KNA: Inwieweit können solche Tendenzen auch mit den jüngst aufgedeckten ausländerfeindlichen Morden von Neonazis zusammenhängen?

Jaschke: Tatsächlich haben mir Muslime gesagt, sie würden es als Bedrohung erfahren und hätten Angst, angesichts dessen, was jetzt über die jahrelangen Anschläge von Rechts ans Licht gekommen ist. Das Wort von den "Dönermorden" ist in keiner Weise verharmlosend, sondern eine Beleidigung für Türken und Muslime. Es weckt böse Stimmungen. Aber mit Angst ist uns nicht gedient! Wir müssen offensiv das Zusammenleben und die Normalität in unserer Gesellschaft unterstreichen und fördern.
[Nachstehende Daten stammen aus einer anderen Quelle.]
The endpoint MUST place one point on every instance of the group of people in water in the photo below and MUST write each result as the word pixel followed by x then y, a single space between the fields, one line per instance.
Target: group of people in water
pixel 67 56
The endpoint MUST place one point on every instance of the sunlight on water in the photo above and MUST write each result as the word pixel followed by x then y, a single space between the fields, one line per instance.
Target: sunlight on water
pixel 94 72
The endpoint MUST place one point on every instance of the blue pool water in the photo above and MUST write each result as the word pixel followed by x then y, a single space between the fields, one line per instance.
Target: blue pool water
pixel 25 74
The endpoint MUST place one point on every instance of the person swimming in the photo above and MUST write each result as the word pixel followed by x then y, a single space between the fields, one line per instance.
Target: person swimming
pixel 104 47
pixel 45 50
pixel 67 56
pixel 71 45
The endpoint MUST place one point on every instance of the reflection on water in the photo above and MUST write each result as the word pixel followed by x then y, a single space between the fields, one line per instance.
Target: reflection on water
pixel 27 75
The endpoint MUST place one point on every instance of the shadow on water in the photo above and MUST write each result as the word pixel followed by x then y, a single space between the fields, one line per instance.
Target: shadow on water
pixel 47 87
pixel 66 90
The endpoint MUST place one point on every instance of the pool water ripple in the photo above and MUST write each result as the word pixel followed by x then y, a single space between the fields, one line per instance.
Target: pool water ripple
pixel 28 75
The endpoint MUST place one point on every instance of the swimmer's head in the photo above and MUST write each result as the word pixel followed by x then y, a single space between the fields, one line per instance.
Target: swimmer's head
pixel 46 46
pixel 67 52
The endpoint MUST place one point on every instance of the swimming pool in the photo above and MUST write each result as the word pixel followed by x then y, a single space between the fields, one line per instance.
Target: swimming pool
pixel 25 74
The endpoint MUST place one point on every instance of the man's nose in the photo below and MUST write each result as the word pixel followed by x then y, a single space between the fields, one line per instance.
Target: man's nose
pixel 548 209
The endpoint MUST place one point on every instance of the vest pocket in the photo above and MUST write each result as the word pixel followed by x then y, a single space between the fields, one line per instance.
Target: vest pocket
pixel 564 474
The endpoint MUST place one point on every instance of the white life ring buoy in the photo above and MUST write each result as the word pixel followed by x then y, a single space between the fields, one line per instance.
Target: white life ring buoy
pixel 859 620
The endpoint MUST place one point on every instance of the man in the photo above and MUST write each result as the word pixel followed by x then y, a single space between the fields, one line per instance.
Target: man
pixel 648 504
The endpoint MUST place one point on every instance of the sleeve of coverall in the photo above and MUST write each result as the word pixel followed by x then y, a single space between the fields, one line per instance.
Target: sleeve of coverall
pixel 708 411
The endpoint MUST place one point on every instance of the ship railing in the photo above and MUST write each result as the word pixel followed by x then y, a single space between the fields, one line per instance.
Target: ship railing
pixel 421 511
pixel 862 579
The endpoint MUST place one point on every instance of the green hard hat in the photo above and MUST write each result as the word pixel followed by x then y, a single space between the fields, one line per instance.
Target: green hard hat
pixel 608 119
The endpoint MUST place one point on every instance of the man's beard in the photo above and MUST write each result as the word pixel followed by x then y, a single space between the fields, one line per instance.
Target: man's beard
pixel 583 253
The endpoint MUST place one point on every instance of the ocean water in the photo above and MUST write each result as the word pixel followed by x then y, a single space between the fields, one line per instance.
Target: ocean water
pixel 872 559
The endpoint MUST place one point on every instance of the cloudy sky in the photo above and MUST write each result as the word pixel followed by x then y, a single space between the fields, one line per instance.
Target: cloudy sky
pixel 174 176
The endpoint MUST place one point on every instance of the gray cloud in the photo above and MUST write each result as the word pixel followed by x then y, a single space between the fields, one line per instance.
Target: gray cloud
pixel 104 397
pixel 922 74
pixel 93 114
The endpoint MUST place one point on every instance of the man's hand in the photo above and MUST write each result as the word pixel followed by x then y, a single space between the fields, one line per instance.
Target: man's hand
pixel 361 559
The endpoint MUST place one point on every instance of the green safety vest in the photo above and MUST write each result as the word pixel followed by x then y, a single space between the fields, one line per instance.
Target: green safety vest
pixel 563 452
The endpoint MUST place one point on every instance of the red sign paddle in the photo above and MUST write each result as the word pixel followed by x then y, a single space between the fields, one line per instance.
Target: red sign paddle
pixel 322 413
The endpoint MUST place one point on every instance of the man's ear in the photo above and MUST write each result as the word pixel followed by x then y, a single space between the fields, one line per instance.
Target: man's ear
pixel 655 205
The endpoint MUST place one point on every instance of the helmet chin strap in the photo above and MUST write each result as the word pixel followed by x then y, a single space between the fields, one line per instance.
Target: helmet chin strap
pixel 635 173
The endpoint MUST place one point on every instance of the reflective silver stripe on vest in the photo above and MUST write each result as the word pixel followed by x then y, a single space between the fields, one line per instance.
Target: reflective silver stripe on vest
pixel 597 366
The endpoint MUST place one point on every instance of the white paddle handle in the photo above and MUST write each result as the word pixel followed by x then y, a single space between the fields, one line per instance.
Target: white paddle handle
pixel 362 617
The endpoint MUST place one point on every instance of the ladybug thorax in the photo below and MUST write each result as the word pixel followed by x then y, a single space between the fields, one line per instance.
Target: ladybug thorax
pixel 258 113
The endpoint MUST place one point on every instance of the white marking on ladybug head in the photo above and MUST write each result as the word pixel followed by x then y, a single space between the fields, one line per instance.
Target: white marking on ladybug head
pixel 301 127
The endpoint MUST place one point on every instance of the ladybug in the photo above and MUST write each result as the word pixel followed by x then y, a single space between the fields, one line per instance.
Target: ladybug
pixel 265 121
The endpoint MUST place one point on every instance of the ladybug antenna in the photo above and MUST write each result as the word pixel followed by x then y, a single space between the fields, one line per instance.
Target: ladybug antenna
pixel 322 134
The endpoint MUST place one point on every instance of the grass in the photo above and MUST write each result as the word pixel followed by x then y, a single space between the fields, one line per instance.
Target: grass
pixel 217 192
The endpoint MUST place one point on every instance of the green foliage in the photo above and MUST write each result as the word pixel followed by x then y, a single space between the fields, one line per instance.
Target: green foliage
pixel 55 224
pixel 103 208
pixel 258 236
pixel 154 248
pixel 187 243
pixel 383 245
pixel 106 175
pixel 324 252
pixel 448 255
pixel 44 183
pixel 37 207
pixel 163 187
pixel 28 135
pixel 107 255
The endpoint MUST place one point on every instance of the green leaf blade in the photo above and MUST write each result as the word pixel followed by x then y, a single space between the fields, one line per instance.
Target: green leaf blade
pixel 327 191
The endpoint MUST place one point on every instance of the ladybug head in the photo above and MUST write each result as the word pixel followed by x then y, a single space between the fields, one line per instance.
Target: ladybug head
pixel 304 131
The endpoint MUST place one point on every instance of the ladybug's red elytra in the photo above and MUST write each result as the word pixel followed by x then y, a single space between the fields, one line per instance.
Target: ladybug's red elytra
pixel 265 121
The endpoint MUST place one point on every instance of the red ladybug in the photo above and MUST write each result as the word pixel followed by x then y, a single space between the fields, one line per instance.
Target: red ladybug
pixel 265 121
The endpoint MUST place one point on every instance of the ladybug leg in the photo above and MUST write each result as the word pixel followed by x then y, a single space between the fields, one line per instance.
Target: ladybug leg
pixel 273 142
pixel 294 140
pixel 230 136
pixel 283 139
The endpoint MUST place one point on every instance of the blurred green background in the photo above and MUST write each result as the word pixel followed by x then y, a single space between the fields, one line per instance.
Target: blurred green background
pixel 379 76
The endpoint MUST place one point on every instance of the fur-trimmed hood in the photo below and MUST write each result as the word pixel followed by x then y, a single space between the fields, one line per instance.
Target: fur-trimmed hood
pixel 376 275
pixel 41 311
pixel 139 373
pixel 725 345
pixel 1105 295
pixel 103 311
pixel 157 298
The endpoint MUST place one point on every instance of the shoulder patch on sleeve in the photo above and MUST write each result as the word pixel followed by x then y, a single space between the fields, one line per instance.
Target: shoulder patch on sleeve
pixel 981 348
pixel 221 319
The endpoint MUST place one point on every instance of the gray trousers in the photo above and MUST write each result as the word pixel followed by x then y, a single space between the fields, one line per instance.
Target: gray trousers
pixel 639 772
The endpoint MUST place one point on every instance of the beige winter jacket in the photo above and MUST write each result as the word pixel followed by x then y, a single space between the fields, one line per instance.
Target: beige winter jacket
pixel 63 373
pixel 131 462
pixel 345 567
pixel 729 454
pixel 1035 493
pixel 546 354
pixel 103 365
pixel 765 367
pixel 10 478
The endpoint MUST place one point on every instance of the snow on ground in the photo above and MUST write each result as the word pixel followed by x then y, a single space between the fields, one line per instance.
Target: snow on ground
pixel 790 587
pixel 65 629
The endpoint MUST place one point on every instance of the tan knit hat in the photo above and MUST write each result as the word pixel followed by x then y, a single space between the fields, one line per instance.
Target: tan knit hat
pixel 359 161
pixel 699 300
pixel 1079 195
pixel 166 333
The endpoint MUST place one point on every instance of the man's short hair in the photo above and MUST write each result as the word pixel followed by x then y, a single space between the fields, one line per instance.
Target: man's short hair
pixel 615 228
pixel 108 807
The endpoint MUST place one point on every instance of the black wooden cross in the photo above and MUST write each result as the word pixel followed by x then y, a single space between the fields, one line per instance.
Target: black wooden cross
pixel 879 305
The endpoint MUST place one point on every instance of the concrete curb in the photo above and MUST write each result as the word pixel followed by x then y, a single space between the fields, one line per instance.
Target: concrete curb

Gerade durch Zeichen der Absonderung entstehen Verhärtungen und lassen sich Fremdheitsgefühle negativ ausnutzen. Etwa in dem Sinne, dass Leute mit rechtsextremer Gesinnung sagen, "schau, die wollen sich ja gar nicht integrieren". Das schadet und führt nicht wirklich weiter.



KNA: Der rheinland-pfälzische Justizminister Jochen Hartloff (SPD) hat jetzt mit einer Interview-Äußerung, er halte das islamische Recht Scharia "in moderner Form" in Deutschland für akzeptabel, kontroverse Reaktionen ausgelöst. Was sagen Sie zu einem solchen Vorstoß?

Jaschke: Das erscheint mir für einen Justizminister recht unüberlegt und ruft nur Emotionen auf den Plan. Ich bin für eine "moderne" Fassung der islamischen Scharia, aber das braucht noch viel Zeit und gute Entwicklungen bei den Muslimen. Auf keinen Fall darf der Eindruck entstehen, dass eine muslimische Rechtsprechung eigene Wege in unserer Gesellschaft geht.



Zur Person: Weihbischof Hans-Jochen Jaschke ist Beauftragter der Deutschen Bischofskonferenz für den Dialog mit den Muslimen.



Das Gespräch führte Sabine Kleyboldt.